Either way Im a fan of replacing parts with the same kind of part. Id probably use a regular nut in the mean just to keep riding till the correct replacemnt comes in, but I would order the OEM acorn and replace it eventually. Your probably only looking at $3-5 per nut from a dealer


Sounds very logical.

I understand both sides, and I would agree with both sides.

I think that ordering the same nuts is better for me in the long run, but if I want to keep riding (this month) I should find the same pitch and thread nuts without the acorn... I will still be able to ride, and when the replacement ACORN nuts show up in the mail I will replace them.
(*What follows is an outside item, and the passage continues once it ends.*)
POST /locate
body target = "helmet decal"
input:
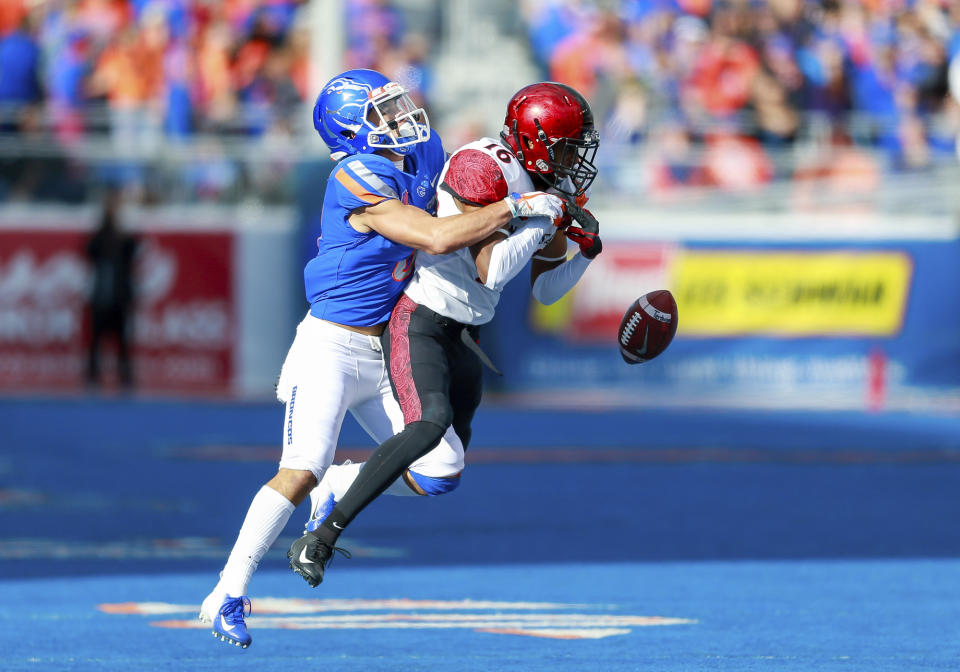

As for doing damage to my engine.....?
 
Remove the last sad acorn nut and run it up known metric threads at the hardware store until you hit pay dirt. Then maybe run double nutz for the faux acorn effect? Engine damage? Gaps at the head/pipe interface is not good for either mating surface.
 
personally, ide just get a OEM one for the sake of not having to look up the right threading.
i know when i did the exhaust on my honda it was cheap to replace them. i want to say it was under $1 each.

otherwise go to a actual nut and bolt shop similar to brafasco (but they have a $10 min purchase)
 
half the time if you wanted an exhaust stud to come off , it breaks the stud and you've got a mess to fix, his just falls off on its own and hes still not happy.
 
^ Truth!

FYI to get the bike back on the road, if I couldn't get the proper acorn nut in a hurry, I'd use a flange nut (photo in post #5) temporarily until the acorn nut showed up.